Future versions may attempt to coerce other formats to dataframes.
For instance, if we attempt to run the make_projection()
routine on a list, we get the following error.
make_projection(list(c(1, 2, 3)))
#> Error in make_projection(list(c(1, 2, 3))): Input data must be provided as a data frame.
Similarly, an error is output if an empty data frame is provided.
Our approach is to coerce all data to floating point types, and to set them to NA otherwise.
If columns happen to string literals of numeric data, these are
coerced to floating point numbers, otherwise they are set to
NA
.
If survey entries contain TRUE
or FALSE
,
then these are coerced to 1 and 0, respectively.
This is a flag that if set to TRUE
, dummy codes
everything that falls outside the range specified by the
likert
flag.
The likert
optional argument allows us to specify the
range of the values that we are to interpret as valid input data.
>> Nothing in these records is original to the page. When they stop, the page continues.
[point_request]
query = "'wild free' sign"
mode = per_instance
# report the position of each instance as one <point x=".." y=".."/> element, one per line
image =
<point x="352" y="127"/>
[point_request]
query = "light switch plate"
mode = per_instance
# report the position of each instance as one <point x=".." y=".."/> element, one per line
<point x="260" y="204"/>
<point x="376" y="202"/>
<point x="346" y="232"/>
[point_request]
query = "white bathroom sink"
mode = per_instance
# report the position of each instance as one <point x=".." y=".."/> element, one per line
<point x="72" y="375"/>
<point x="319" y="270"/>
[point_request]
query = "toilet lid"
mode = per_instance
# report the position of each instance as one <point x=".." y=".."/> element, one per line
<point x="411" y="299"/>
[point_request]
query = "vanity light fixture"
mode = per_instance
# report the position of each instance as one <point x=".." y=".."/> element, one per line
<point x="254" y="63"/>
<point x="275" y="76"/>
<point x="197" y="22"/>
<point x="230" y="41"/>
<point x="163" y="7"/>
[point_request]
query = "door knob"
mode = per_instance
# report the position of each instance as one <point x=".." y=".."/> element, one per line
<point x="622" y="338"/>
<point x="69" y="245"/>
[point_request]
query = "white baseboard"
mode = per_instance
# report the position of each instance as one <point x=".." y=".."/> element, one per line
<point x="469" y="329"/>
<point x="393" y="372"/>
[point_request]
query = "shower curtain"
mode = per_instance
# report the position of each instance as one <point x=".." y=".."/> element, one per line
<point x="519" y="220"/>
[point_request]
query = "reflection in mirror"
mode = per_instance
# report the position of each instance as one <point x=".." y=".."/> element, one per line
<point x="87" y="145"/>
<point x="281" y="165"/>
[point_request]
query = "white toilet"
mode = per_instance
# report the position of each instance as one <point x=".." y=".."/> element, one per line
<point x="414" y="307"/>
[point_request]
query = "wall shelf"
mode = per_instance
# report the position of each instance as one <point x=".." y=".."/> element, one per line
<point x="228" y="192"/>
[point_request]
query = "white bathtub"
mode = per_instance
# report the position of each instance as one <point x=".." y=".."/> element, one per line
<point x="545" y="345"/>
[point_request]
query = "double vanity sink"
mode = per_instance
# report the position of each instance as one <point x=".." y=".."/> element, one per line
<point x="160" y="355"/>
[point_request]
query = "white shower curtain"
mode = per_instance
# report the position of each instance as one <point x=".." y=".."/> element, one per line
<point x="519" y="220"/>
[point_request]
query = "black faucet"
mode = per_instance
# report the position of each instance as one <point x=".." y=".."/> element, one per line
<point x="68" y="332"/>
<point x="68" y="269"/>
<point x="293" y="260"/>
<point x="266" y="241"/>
The
idea is that anything that falls outside of this range is set to
NA
, or is dummy coded.
l <- data.frame(
minval = apply(df, 2, min, na.rm = TRUE),
maxval = apply(df, 2, max, na.rm = TRUE)
)
This creates the following data frame.
The idea is that by visually inspecting the limiting values for each
item, it is obvious which columns contain flags, such as
-99
and 100
in our data. As such, we might
set
# set the minimum value of items one and three to 1
l$minval[1] <- 1
l$minval[3] <- 1
# set the maximum value of item one to 10
l$maxval[1] <- 10
Following these changes, we interpret the Likert ranges to be
Now, we provide the Likert specification l
to
make_projection
to tell surveygraph how to handle the
outliers.